Microscopic Photos of the Deep Ocean Flux

Very small particulates make up the bulk of the sinking flux material. This fine fraction is composed of the carbonate and siliceous skeletal remains of phytoplankton and zooplankton, fecal pellets and other detrital plankton debris, and suspended clays and other lithogenic material. Its composition is revealed by its chemical signature and by microscopy, such as this Scanning Electron Micrograph (SEM) of coccoliths and diatom fragments imbedded in a fecal pellet.

Foraminifera are a group of amoeboid protists that produce an elaborate shell often made of calcium carbonate. Incorporating their surrounding elements into their shells, foraminifera deposited in sediments are extremely useful in paleoceanography, and are used to reconstruct the ocean conditions and climate of the past. Pteropods (Thecosamata), a suborder of pelagic sea-snails, are composed of aragonite, an easily dissolvable form of calcium carbonate. The intricate shells of radiolaria are composed of silicate.

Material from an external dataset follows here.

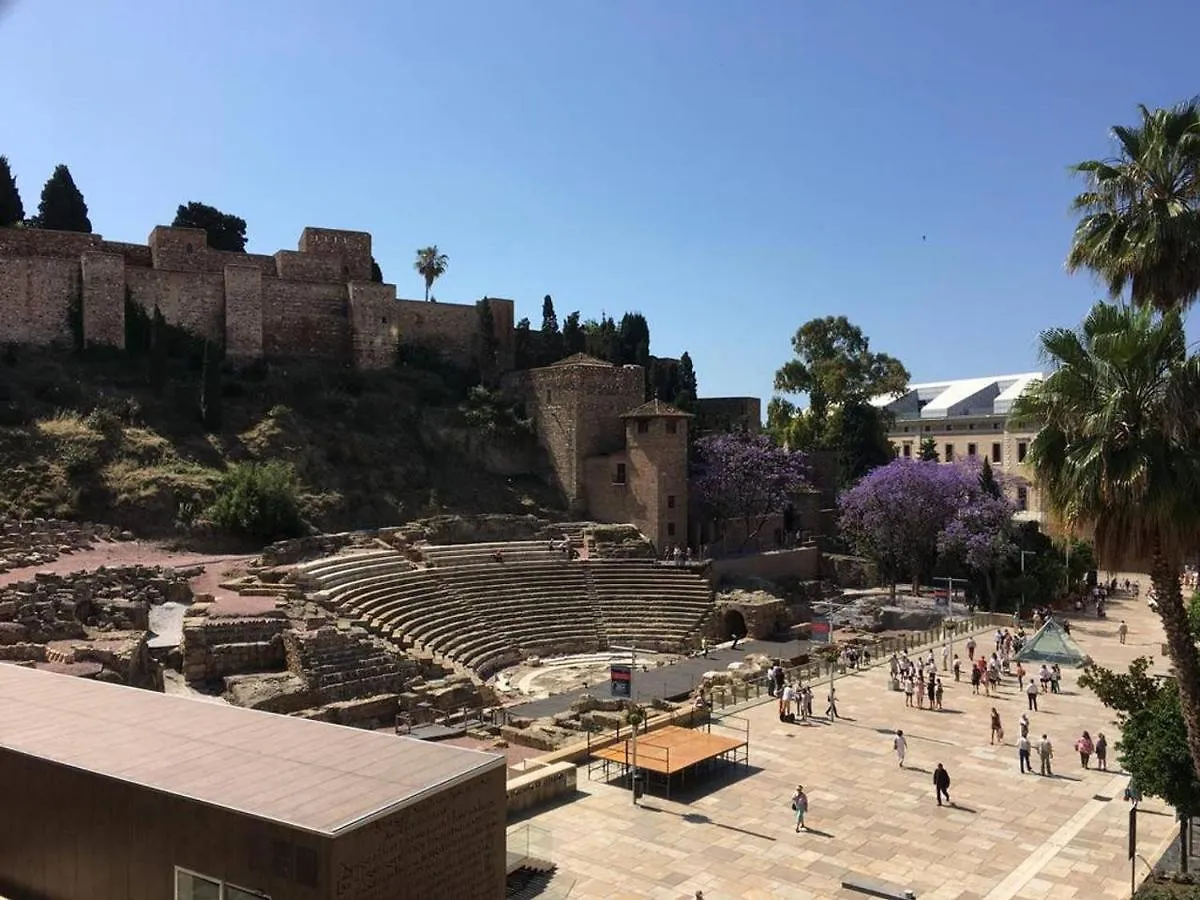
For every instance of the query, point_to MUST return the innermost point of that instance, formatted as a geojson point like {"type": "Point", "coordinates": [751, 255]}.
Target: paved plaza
{"type": "Point", "coordinates": [1008, 835]}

Many gelatinous zooplankton such as Salps and even some of the smaller hunters of the mesopelagic community, the pteropods, utilize feeding webs, which are often a sticky mucus consistency, for concentrating and collecting prey. When these structures become clogged, they can be discarded and rapidly sink to depth, playing an important role in the aggregation and relatively rapid transfer of particles from the surface waters to the depths of the ocean. Large particles (such as pieces of Sargassum from the surface) and biogenic aggregates (such as fecal pellets) also provide a rapid transfer of elements to the deep.

While not a major component of the trap samples, macro-zooplankton can find their way into the samples where they are immediately preserved by the mercuric chloride poisoned seawater brine. These “swimmers” are removed and archived during the processing. The zooplankton and occasional small fish collected in the trap samples represent a snapshot of the surrounding community at that time. The traps often capture reproductive events such as larval “blooms” of midwater species.